Search extension for the chrome web browser
GNU General Public License v3.0
183 stars 26 forks source link

Character encoding options #89

Open artifoxel opened 4 years ago

artifoxel commented 4 years ago

Many online dictionaries use different character encoding formats for the search query. For example:

It would be very useful if was an option to change the character encoding to a different format for a particular search engine.

For reference, a very similar context search addon for Firefox implemented this feature using iconv-lite and browserify:

https://github.com/CanisLupus/swift-selection-search/issues/118#event-3024186340

Thanks for all your hard work on this very customizable extension! 🦊

Pitmairen commented 4 years ago

Not too long ago I added a feature that tries to let the browser fix these encoding issues. It is a little bit hidden, but it works by just appending the literal string {SPECIALENCODING} to the end of the search engine url.

This will trigger a slightly different behavior when doing a search. The search will go via an internal page that constructs a html form that submits the search. This should make the browser use the correct encoding automatically.

If it doen't work you can try e.g: {SPECIALENCODING}EUC-KR

I have done some limited testing and it seems to work for me at least.

The only issue is that you get a small extra delay, and the internal page is displayed for a short while before the search is submitted. But the advantage is that I don't have to include code to do the encoding in the extension.

artifoxel commented 4 years ago

Cool. With the examples, the {SPECIALENCODING} token worked for the 2nd engine:

http://zonmal.com/hanja_sen.asp?se=%s{SPECIALENCODING}

the 1st engine required explicitly specifying the encoding:

http://www.zhongwen.com/cgi-bin/zis.cgi?ju=%s{SPECIALENCODING}BIG5

Does the intermediate html form check the encoding of the target search page? Curious how the encoding is done when the form is sent too.

Thanks a lot! 🦊

Pitmairen commented 4 years ago

It intermediate page does not check the target page encoding, but the browser does.

The form basically looks like this:

<form action="[search-engine-url]" method="get">
<input hidden="[query-parameter]" value="[selected-text]">
</form>

And then the browser usually seems to figure out the correct encoding.

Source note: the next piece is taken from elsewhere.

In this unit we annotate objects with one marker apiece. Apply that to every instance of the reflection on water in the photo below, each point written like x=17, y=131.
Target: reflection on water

If the encoding is specified in the search url the following attribute is added to the form accept-charset="[encoding]" https://developer.mozilla.org/en-US/docs/Web/HTML/Element/form#attr-accept-charset

artifoxel commented 4 years ago

Ah, very neat. I think all of the functionality is there then.

The only other suggestion would be to have a list of supported character encodings (like this). I tried to look for a list on Mozilla's documentation, but couldn't find any.

Do you know of any such list? Thanks again. 🦊

Pitmairen commented 4 years ago

I think all encodings supported by the browser should work. I found these pages that probably lists all the supported encodings: https://developer.mozilla.org/en-US/docs/Web/API/TextDecoder/encoding https://github.com/chromium/chromium/blob/2ca8c5037021c9d2ecc00b787d58a31ed8fc8bcb/base/i18n/character_encoding.cc#L14

artifoxel commented 4 years ago

Sweet. I think this issue is solved (or rather was already solved :smile_cat:).

Thanks, really appreciate all your help! :fox_face: